La desconfianza nació de otra cosa, algo extraño que escuchó en el pueblo mientras caminaba junto a Kiriya. Su consciencia estaba vigilante, sumido a detalle en las palabras. La información en esos días valía mucho más que el oro.
Paralelo a la guerra, “Natsugama”, una asociación clandestina de magos oscuros, la cual se mantuvo aparentemente tranquila durante el último año, estuvo experimentando con personas.
Fue un dato que Zhì Yuè escuchó una noche infiltrado en el Consejo de Magos. Natsugama estaba implantando lágrimas en el cuerpo de pueblerinos. Una lágrima era introducida por el orificio del oído. Una vez en el cuerpo, se incubaba con lentitud y quedaba en la espera de ser activado por el creador de dicha atrocidad. El Consejo lo llamó “Alteración”. Su activación convertía al humano en un horrible orco de dos metros y medio, deformando sus huesos y piel, alterando su estado y volviéndolos impulsivos y violentos.

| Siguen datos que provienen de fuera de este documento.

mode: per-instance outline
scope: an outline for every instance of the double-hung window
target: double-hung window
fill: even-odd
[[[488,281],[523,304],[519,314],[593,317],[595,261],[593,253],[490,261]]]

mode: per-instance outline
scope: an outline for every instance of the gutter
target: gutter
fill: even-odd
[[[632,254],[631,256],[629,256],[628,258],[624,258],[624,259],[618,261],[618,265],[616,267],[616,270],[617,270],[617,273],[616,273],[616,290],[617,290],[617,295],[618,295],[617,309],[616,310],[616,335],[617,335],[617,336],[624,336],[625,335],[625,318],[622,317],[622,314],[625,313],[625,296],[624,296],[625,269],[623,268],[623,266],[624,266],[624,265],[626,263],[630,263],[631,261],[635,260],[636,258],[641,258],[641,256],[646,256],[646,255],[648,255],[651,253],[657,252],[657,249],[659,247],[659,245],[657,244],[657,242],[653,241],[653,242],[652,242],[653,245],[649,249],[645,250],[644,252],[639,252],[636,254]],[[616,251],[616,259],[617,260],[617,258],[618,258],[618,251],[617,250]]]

Con esa información, fue inevitable, para Zhì Yuè, alzar la guardia al escuchar a un señor decir: “Me duele la cabeza”.
— ¡Kiriya, no permitas que lastime a alguien!
— ¡Entiendo!
El arma era pesada, consistía en una gigante esfera de metal con largas y puntiagudas púas. El orco arrastró violentamente el artefacto; por su volumen, su desplazamiento fue lento, chirriante y disconforme.
«¿De dónde sacó eso? Es una herramienta mágica. ¿Acaso hay alguien de Natsugama infiltrado entre la gente?», se cuestionó Zhì Yuè. Se molestó consigo mismo. Aunque había subido la guardia, su empeño fue mediocre al no reconocer a su enemigo.
El orco agitó frenético su herramienta en el cielo. Destrozó algunos establecimientos. La gente corrió de un lado a otro. Por suerte, no había ningún herido de gravedad, no más que algunos civiles con raspones. No tan lejos se escuchó el llanto de unos bebés. Con ingenio, Zhì Yuè logró guiar al orco al centro del pase peatonal, donde la corrosión y las manchas oscuras conquistaban el pavimento; el ser descomunal había formado baches en más de un punto.
«¿Qué hago? Aunque ahora es un orco, sigue siendo una persona. No puedo lastimarlo, pero tampoco puedo permitir que hiera a otros».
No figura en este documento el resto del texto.